Prandelli: intervista al testimonial de La partita educativa nello sport
La partita educativa nello sport ha ottenuto un grande risultato ricevendo il sostegno di un nome di spicco dello sport italiano: Cesare Prandelli. Il Commissario Tecnico della Nazionale italiana di calcio è il Testimonial della nostra campagna!
Lo abbiamo raggiunto e intervistato nelle scorse settimane: con grande disponibilità, il CT ha risposto ad alcune nostre domande sul ruolo educativo dello sport nella sua esperienza atletica. Riportiamo con piacere sul nostro sito le sue parole.
Intervista a Cesare Prandelli:
Utilizzando l’espressione “sport educativo” intendiamo evidenziare le potenzialità educative insite nello sport, ma soprattutto rimarcare la necessità che tutti gli operatori dello sport (atleti, tecnici, genitori, media…) abbiano innanzi tutto rispetto e cura della dignità di ogni atleta. Cosa ne pensa? Quali sono le sue esperienze a tal proposito?
(CP) “Lo sport non è la soluzione ai problemi educativi o sociali, ma può essere uno strumento attraverso il quale possono essere veicolati determinati valori che sono parte essenziale della competizione e pratica sportiva: lealtà, abnegazione, voglia di stare insieme e benessere psicofisico. Questo mi ha insegnato lo sport, questi sono i principi che debbono animare ciascuno sportivo, a prescindere dalla disciplina praticata”.
Nel suo modo di gestire situazioni delicate con gli atleti si notano confortanti doti di educatore: fermezza di decisione, capacità di relazione, chiarezza nelle posizioni, fiducia nelle persone. Cosa la spinge a comportarsi in questo modo?
(CP) “Il buon senso. Sapere ascoltare l’altro è una virtù che ciascuno individuo possiede e che chiunque si trovi a gestire risorse umane, come una squadra di calcio o degli atleti individuali ad esempio, dovrebbe praticare con costanza e umiltà. Se non ascolti non sei padrone delle situazioni e trovare quindi delle soluzioni utili diventa se non impossibile veramente complicato”.
Nello sport spesso si respira aria di violenza, inganno, sfruttamento, individualismo: l’opposto di quello che ci si aspetta dallo sport. Secondo lei è possibile la “partita educativa nello sport”? Se sì, a quali condizioni?
(CP) “Non solo è possibile, ma è fondamentale perseguirla con efficacia secondo i principi che ne costituiscono la base. Chi si rende protagonista di episodi di violenza nella maggior parte dei casi non è uno sportivo praticante; l’individualismo, lo sfruttamento fanno parte della vita, non sono nati con il calcio: è proprio attraverso lo sport che possiamo prevenire e in molti casi governare fenomeni e comportamenti del genere”.

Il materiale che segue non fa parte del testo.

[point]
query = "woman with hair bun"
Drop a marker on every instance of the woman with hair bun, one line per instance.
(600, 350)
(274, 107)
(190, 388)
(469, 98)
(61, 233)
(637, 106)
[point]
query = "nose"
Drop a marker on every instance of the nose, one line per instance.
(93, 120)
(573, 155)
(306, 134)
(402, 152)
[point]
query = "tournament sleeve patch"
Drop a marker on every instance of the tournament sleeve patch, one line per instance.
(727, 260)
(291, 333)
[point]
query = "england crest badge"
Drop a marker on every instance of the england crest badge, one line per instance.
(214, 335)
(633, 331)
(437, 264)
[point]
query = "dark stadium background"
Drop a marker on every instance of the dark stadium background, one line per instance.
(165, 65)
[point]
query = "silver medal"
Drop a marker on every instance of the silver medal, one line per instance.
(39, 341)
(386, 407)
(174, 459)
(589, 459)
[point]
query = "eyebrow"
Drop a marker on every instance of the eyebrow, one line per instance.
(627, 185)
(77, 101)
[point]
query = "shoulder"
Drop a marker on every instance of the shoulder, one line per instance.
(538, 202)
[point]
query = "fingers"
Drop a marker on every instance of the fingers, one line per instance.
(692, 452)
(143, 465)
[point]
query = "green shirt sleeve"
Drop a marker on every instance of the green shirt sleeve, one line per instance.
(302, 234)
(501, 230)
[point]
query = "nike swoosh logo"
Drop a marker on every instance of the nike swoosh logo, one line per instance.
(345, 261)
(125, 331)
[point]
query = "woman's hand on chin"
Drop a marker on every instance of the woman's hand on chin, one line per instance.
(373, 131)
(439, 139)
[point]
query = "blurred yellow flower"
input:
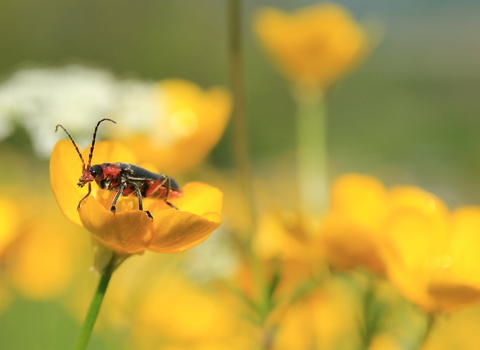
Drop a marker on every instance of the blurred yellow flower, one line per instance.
(187, 316)
(192, 122)
(130, 231)
(352, 227)
(320, 321)
(313, 46)
(41, 263)
(431, 255)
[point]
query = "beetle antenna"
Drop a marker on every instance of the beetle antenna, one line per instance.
(74, 144)
(93, 141)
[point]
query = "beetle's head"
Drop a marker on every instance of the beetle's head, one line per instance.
(90, 174)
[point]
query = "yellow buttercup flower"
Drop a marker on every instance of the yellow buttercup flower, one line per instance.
(192, 122)
(187, 316)
(129, 230)
(431, 255)
(352, 227)
(313, 46)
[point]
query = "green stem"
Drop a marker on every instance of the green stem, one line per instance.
(94, 309)
(312, 160)
(431, 319)
(239, 120)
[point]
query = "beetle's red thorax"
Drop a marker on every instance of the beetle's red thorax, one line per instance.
(111, 169)
(86, 177)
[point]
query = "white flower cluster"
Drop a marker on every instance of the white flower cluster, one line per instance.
(76, 97)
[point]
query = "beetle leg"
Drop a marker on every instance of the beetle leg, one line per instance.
(113, 208)
(169, 187)
(140, 201)
(88, 194)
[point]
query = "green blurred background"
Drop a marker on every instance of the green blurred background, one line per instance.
(409, 114)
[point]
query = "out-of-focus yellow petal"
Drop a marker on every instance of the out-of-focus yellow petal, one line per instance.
(184, 313)
(42, 265)
(361, 198)
(409, 197)
(194, 119)
(456, 280)
(126, 232)
(66, 168)
(351, 230)
(348, 245)
(314, 45)
(407, 253)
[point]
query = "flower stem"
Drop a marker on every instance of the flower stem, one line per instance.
(312, 157)
(239, 120)
(94, 309)
(431, 319)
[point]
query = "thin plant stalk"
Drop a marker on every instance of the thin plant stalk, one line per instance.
(242, 159)
(431, 320)
(239, 120)
(94, 309)
(312, 156)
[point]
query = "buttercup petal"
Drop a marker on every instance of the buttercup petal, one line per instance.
(199, 215)
(126, 232)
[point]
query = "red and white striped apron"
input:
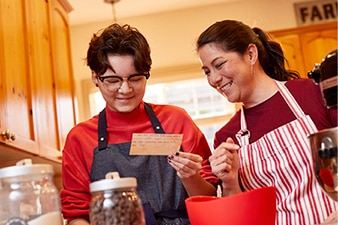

Lei, da genitore, cosa desidera che ricevano fanciulli, ragazzi e giovani dallo sport?
(CP) “L’educazione al benessere psico-fisico, al piacere di stare insieme agli altri e ad affrontare le difficoltà della vita con maggiore consapevolezza”.
Ci sono allenatori che come consiglio agli atleti che entrano in campo dicono: “Divertiti!”. Cosa ne pensa? È un consiglio che si addice alla serietà della competizione, a qualsiasi livello essa sia?
(CP) “Non è un consiglio, è la via per avere un approccio positivo allo sport e alla competizione”.
A Cesare Prandelli va il nostro ringraziamento a nome di tante famiglie, ragazzi e giovani, che da questa azione ne trarranno vantaggio, se non altro nel non sentirsi come “mosche bianche” in un contesto che sembra abbia perso il senso e il giusto equilibrio nel vivere lo sport guardando al futuro delle giovani generazioni.